Japanese watchmaker Seiko has been added to ALPHV (BlackCat) ransomware group’s victim list, following a data breach occurring in early August.
The Seiko data breach
The company published a data breach and response notice on August 10, 2023, stating that an unidentified party gained unauthorized access to at least one of their servers.
On August 2, Seiko hired a team of external cybersecurity experts to investigate the data breach.
“As a result, we are now reasonably certain that there was a breach and that some information stored by our Company and/or our Group companies may have been compromised,” the company noted.
With the investigation still ongoing, the company is working to prevent additional damage and has urged customers and business partners to contact them if they receive unsolicited emails or notifications.
“If you do happen to receive any such questionable communications, please take extreme precautions to prevent your own systems from harm. Tell your staff to refrain from opening such mails if possible or, if they were opened by mistake, to avoid accessing any included links,” the company added.

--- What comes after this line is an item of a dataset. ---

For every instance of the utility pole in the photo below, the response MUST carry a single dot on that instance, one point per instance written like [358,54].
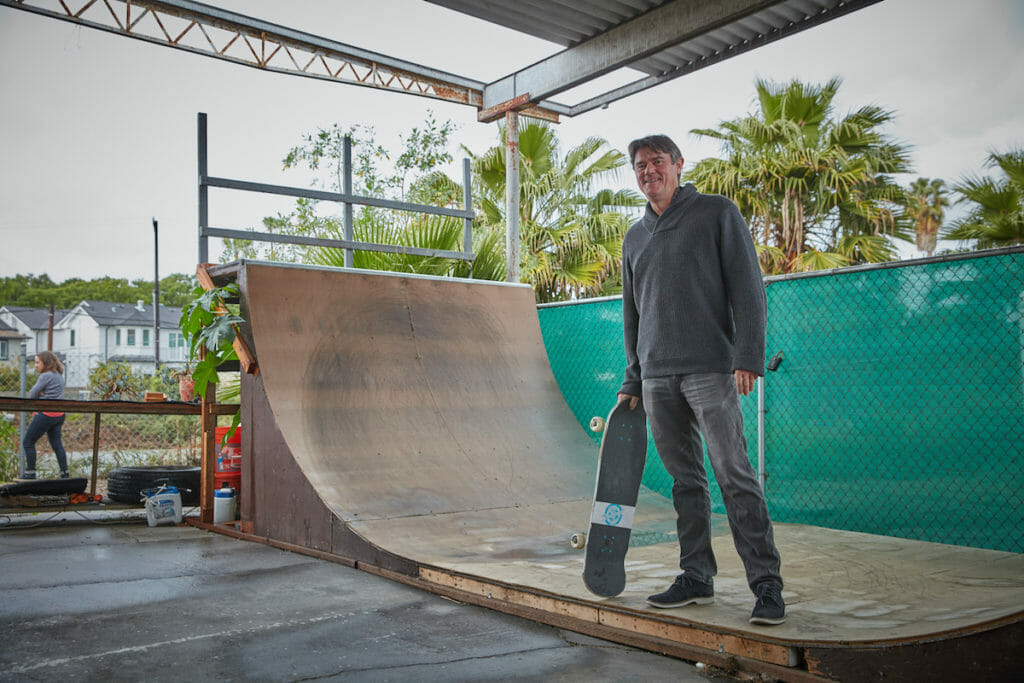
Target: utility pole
[156,295]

On August 21, ALPHV/BlackCat claimed the Seiko data breach by publishing data samples stolen during the attack on their leak site.
ALPHV/BlackCat RaaS group is very active
Microsoft has recently discovered a new version of the BlackCat ransomware leveraged by the group’s affiliates in their latest campaigns.
“This version includes the open-source communication framework tool Impacket, which threat actors use to facilitate lateral movement in target environments,” Microsoft Threat Intelligence researchers explained.
“The Impacket tool has credential dumping and remote service execution modules that could be used for broad deployment of the BlackCat ransomware in target environments.”